- Print
- DarkLight
Correlation Heatmap
- Print
- DarkLight
Overview
The Correlation Heatmap is a multivariate analysis tool that helps identify unexpected correlations among parameters, identifying root causes and affecting output fields. It can be used on Cycle and Part models for high-granularity and lower-granularity comparisons, making it a valuable first step in data analysis.
Before You Begin
Ensure you have:
- Access to the Application tab in Sight Machine
- Permission to view selected assets or part types
- At least 3–4 numeric parameters for correlation
- Minimum 30 observations in your selected date range
📝 Note: The more complete your dataset, the more reliable the correlations.
How to Create a Correlation Heatmap
1. Open the Correlation Heatmap
- Navigate to Application
- Select Correlation
- Select Correlation Heatmap

2. Select Your Data Model
Choose between:
- Cycles – analyze process parameters within the same asset or asset type
- Parts – analyze part-level characteristics across multiple machines
💡 Tip:
- Use Cycles when comparing readings from similar or identical machines.
- Use Parts when comparing finished product features across lines.

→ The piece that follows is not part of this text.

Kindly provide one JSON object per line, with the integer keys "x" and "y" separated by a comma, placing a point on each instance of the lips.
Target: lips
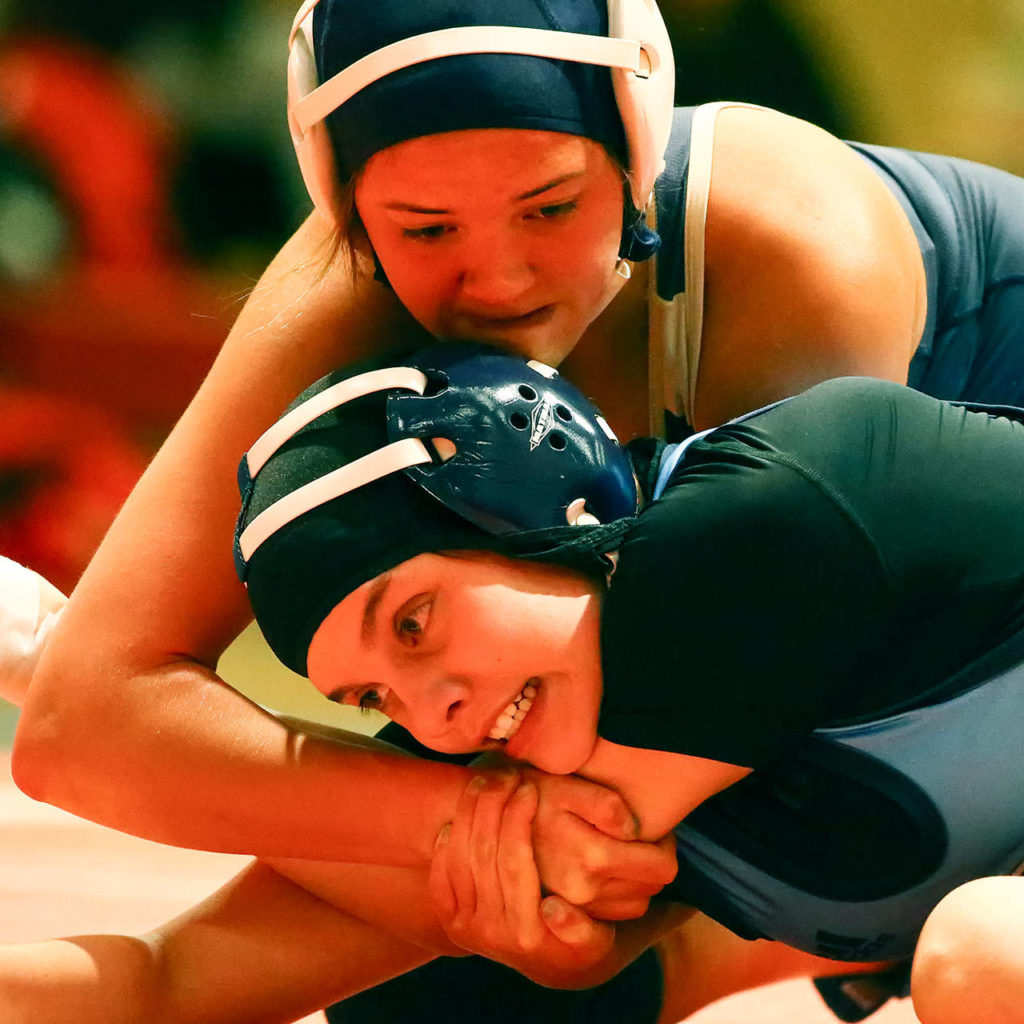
{"x": 514, "y": 714}
{"x": 488, "y": 323}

3. Choose Assets or Part Types
- Select Asset (Cycles) or Part Type (Parts)
- Choose one or multiple similar assets
📝 Note: Selecting multiple similar assets increases sample size, improving correlation reliability.

4. Set the Time Range
Choose from:
- Relative Ranges: Last 7/30/90 days
- Absolute Range: Specific start/end dates
⚠️ Warning: If the date range includes major process changes or downtime, correlations may be distorted.

5. Select Parameters
- Select 3–10 numeric parameters
- Categorical fields are automatically filtered out
💡 Tip: Start with 5–7 parameters for clearer visual results.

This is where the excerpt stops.